Below are some pictures with descriptions of my "cool" visit to Ice Station Cool.
The entry to Ice Station Cool, a little nook past Innoventions West in Future World of Epcot. The facade is themed to resemble a polar expedition, complete with snowmobile.
A closer look at the Ice Station Cool snowmobile reveals a familiar -- and trademarked -- image comprising the treads.
Inside the exhibit's icy chamber reveals a special welcome to the visitors of the Refreshus Maximus expedition site.
Refreshus Maximus is the name of this poor guy stuck in the ice. Look closely and you can see the bottle of Coke that he was reaching for before getting frozen for all time. The sign reads:
This early human ancestor frozen in his hunt for refreshment was discovered in the sub-arctic. The Coca-Cola coolologists named him "Thirst Man" for obvious reasons. The object found frozen just beyond his grasp leads us to ask: What came first: Man or refreshment?

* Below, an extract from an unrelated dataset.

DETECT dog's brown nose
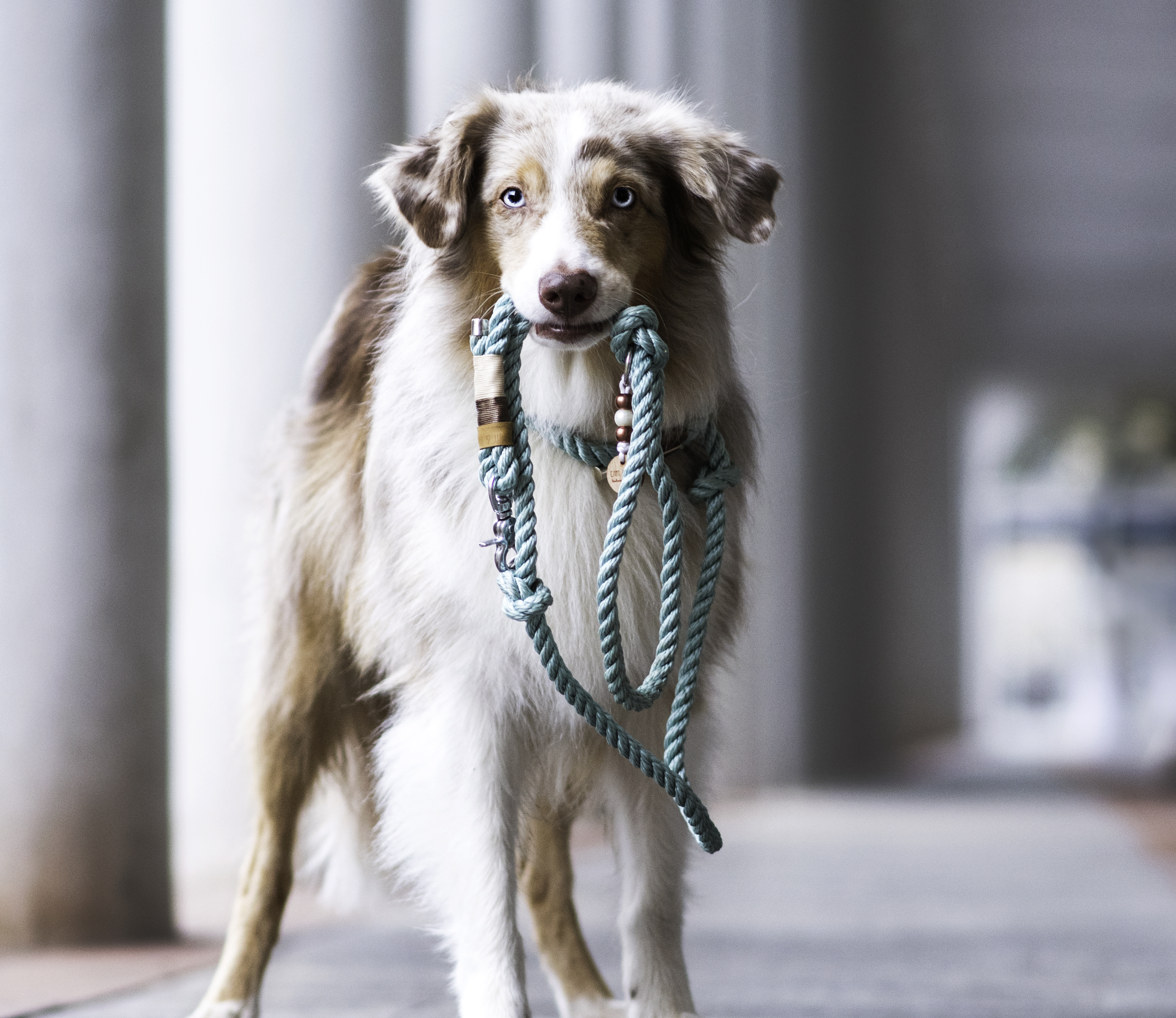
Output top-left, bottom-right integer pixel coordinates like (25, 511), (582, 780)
(539, 272), (596, 318)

After making your way through the snowy entry of Ice Station Cool, guests come into a large room full of drink machines and Coca-Cola merchandise. On this wall is a globe of the world showcasing all of the places where Coca-Cola products can be found. The bottles around the globe a not-so-subtle suggestion of "Coca-Cola Around the World."

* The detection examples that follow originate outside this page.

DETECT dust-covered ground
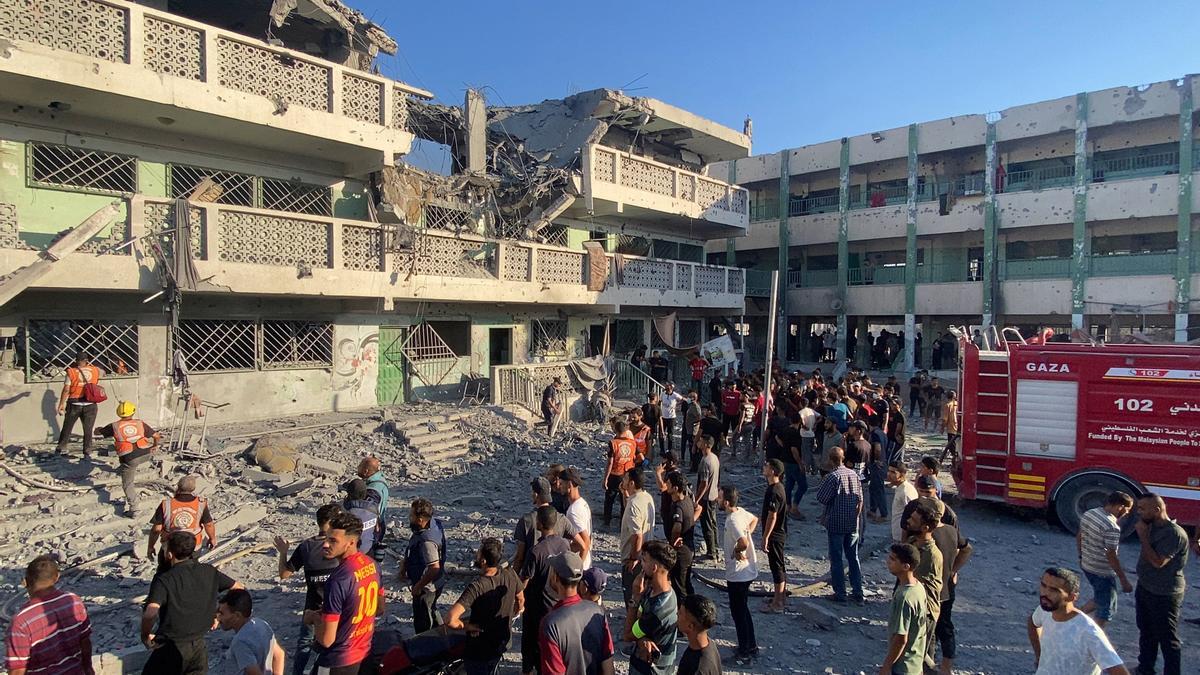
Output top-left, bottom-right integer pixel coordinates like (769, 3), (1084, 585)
(0, 405), (1200, 674)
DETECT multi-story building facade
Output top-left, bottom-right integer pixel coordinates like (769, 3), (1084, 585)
(708, 76), (1200, 366)
(0, 0), (750, 441)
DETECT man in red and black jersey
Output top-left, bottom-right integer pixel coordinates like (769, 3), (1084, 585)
(305, 513), (384, 675)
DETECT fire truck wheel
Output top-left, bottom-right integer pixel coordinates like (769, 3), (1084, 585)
(1054, 473), (1139, 534)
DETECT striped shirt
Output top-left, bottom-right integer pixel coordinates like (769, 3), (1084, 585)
(1079, 507), (1121, 577)
(7, 589), (91, 675)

The ceiling of Ice Station Cool has flags from the various tasting nations hanging from it.
One of the drink machines set up to dispense Coca-Cola products from various countries. Guests can serve up the flavor of their choice in little cups provided at each station.
Coca-Cola's SARA -- Sub-Arctic Refreshment Assembly. When we visited, the flavors from Brazil and Mexico had been removed. The remaining flavors are listed below:
The Chinese name for watermelon, hsi-kua (pronounced she-gua) means melon from the west, which introduced it to China nearly 1200 years ago. Today, the Chinese produce 40% of the world's watermelon crop and consume millions of watermelons each summer.
Invading Mongrols were probably the first to introduce lemonade to the Middle East. Historical records from the 12th century reveal that a drink made of lemons, water and honey was popular among Genghis Khan's thirsty warriors.
The Japanese have long recognized the importance of beverages for both nutrition and health benefits. In modern Japan, this interest in healthy consumption finds its ultimate expression in "Health" vending machines that dispense vitamin drinks like Vegitabeta.
The best known German beverage is beer. Germans often mix their beer with other beverages to weaken the alcohol content and enhance the flavor. Mixing flavors has also become popular in nonalcoholic beverages like Mezzo Mix.
Drinking an aperitif before dinner to stimulate the appetite is a traditional part of Italian refreshment culture. Beverly, with it's (sic) bitter flavor, is a popular non-alcoholic aperitif.
Krest Ginger Ale
Ginger has long been used as a medicinal herb throughout Africa, so it is not surprising that Ginger Ale is a popular drink in Mozambique. It is also popular in shebeens, informal bars, where it is used as a mixer.
Bottom's Up. I prepare to try the bitter-flavored Beverly. I'm not a big fan of watermelon but the China product was surprisingly good. I think the one from Japan was the best.